CEB, LES COULISSES DE LA CORRECTION -

CEB : on a dû considérer correct des « il metta » ou « il disa »

CEB : on a dû considérer correct des « il metta » ou « il disa »

L’évaluation de l’orthographe du CEB ne s’est faite que sur les septante premiers mots écrits par l’élève. Après le correcteur devait fermer les yeux. BELGA

Des points rajoutés en cours de route à tout le monde sans vraie justification. Des fautes d’orthographe ou d’accords de verbe que les correcteurs ont été obligés de coter comme justes. Des témoignages font état de drôles de choses dans les coulisses des corrections du CEB de cette année…

Dans les coulisses des corrections du CEB, il s’est passé d’étranges choses. Aucun instituteur n’en fera état publiquement. Et pour cause, ils sont tenus au silence. Chaque correcteur signe une déclaration de confidentialité avant de s’atteler à la correction en chaîne des examens certificatifs de fin de 6e primaire de tout le canton où il exerce. Et tout au cours du processus, les inspecteurs ont répété cette obligation de taire ce qui se passait.

«On nous a dit que le niveau de français était très élevé cette année et que nous devions nous montrer très souples », témoigne une institutrice. Concrètement? «On devait par exemple accepter n’importe quelle forme de passé simple, des «il metta » ou «il disa », c’était ok .»

«L’inspectrice a fait passer de 6 à 10 points toutes les copies en cours de correction »

L’évaluation de l’orthographe ne s’est faite que sur les septante premiers mots écrits par l’élève. Après le correcteur devait fermer les yeux. Si un élève avait par chance fait peu de fautes dans le début mais après avait écrit des catastrophes, tant pis. Et puis, tous les correcteurs acceptaient, ou pas, la nouvelle orthographe, de manière personnelle.
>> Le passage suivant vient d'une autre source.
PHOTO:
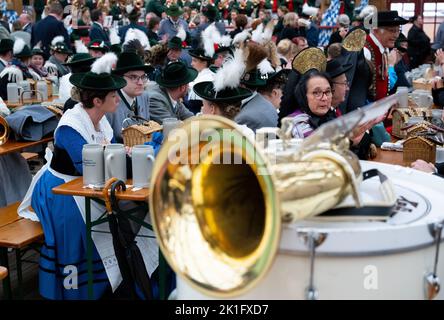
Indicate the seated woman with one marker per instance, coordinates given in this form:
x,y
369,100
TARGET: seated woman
x,y
63,257
314,99
19,69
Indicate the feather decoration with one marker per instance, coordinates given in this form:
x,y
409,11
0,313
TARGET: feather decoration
x,y
19,44
256,53
14,74
368,10
104,64
265,67
309,10
80,47
225,41
228,76
136,34
57,40
113,36
256,35
181,33
241,37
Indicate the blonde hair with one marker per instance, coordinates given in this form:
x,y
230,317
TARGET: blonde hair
x,y
290,19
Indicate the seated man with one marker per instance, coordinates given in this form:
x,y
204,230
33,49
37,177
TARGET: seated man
x,y
171,88
134,101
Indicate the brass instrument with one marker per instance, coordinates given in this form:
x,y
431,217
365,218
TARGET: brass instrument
x,y
4,131
217,202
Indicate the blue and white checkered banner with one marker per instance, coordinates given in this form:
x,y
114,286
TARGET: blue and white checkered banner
x,y
361,6
329,19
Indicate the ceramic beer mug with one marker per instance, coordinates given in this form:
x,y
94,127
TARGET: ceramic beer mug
x,y
142,160
93,166
115,161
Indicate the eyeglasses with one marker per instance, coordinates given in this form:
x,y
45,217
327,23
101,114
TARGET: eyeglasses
x,y
320,94
393,30
345,83
135,79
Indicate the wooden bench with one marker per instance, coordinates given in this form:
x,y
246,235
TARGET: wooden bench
x,y
16,233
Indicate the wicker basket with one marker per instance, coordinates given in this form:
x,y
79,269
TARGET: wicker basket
x,y
139,133
415,148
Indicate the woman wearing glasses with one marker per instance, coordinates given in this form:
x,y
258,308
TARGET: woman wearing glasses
x,y
134,101
314,96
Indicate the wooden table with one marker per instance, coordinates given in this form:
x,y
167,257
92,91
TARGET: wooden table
x,y
75,188
13,146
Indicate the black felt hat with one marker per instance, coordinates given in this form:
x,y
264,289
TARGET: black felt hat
x,y
336,68
205,90
390,19
176,74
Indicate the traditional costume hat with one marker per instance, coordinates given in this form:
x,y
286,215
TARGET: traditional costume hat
x,y
309,58
37,50
355,39
20,49
176,74
100,77
129,61
390,19
225,86
174,11
6,45
98,45
336,68
58,45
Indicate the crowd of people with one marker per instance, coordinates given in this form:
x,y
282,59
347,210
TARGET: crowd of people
x,y
253,62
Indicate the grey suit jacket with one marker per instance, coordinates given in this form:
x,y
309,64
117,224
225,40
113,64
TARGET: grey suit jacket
x,y
116,118
161,106
257,113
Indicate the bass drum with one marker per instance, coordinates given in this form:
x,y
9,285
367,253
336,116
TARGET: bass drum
x,y
361,259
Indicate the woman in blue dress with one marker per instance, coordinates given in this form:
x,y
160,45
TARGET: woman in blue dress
x,y
63,269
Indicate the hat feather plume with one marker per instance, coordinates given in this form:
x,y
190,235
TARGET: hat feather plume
x,y
228,76
104,64
210,36
80,47
265,67
113,36
241,37
19,44
57,40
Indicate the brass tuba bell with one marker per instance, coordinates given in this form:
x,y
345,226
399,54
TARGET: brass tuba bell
x,y
4,131
217,203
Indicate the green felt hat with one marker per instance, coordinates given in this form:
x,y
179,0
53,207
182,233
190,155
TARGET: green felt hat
x,y
173,10
100,82
176,74
79,59
98,45
205,90
6,45
129,61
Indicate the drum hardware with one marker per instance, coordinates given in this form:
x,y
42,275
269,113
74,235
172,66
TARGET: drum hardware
x,y
432,284
312,240
229,217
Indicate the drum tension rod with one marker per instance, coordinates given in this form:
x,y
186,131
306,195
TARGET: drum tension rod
x,y
432,283
312,240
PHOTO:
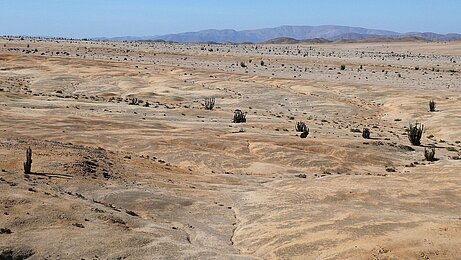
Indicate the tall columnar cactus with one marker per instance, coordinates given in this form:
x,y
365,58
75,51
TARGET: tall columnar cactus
x,y
239,116
415,132
366,133
429,154
28,162
432,106
209,103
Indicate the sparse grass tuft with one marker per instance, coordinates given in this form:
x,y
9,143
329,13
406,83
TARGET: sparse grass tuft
x,y
209,103
239,116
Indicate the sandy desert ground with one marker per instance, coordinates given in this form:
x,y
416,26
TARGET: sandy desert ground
x,y
113,178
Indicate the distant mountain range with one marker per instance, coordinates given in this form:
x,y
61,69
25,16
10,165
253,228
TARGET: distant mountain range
x,y
295,33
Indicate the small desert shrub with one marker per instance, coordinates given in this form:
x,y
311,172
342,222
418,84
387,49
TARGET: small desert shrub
x,y
209,103
300,126
415,133
429,154
366,133
432,106
239,116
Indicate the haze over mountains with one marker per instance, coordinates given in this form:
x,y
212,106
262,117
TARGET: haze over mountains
x,y
323,32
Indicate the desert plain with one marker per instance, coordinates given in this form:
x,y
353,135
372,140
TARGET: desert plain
x,y
128,164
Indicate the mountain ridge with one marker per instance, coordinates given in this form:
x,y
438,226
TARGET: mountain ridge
x,y
300,33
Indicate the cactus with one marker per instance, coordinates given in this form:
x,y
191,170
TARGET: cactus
x,y
28,162
432,106
209,103
239,116
366,133
415,133
134,101
429,154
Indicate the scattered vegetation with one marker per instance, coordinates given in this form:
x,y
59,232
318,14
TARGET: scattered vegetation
x,y
239,116
209,103
429,154
432,106
366,133
415,132
28,162
302,127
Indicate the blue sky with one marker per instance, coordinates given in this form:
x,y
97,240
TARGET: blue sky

Enfin, il y a eu ceci. «À un moment, l’inspectrice a repris un gros tas de copies et a estimé que les cotes étaient trop basses, qu’elle allait se faire taper sur les doigts par «Bruxelles ». Alors elle a fait passer de 6 à 10 points toutes les copies », témoigne encore ce correcteur qui n’en revient toujours pas. «Quel est le message? Quelle est la valeur du CEB? C’est l’école des fans et ça dénigre toute la profession », s’attriste une institutrice.

Est-ce pour cette raison que les examens certificatifs de fin de 2e secondaire affichent des scores bien moins glorieux qu’en 6e primaire? C’est ce que certains pensent. Car les corrections en 2e secondaire se font par le prof lui-même, qui ne s’occupe que des examens de ses élèves.

On aurait pourtant pu croire que les profs auraient tendance à favoriser leurs élèves à de tels examens. On n’avait pas imaginé que ce soient les inspecteurs qui le fassent pour afficher des scores globaux meilleurs. «Ils nous disent qu’il faut relever le niveau pour montrer que le niveau n’est pas aussi bas que ce que dit PISA. Cette manière de faire est démoralisante pour nous qui sommes enseignants », conclut notre témoin.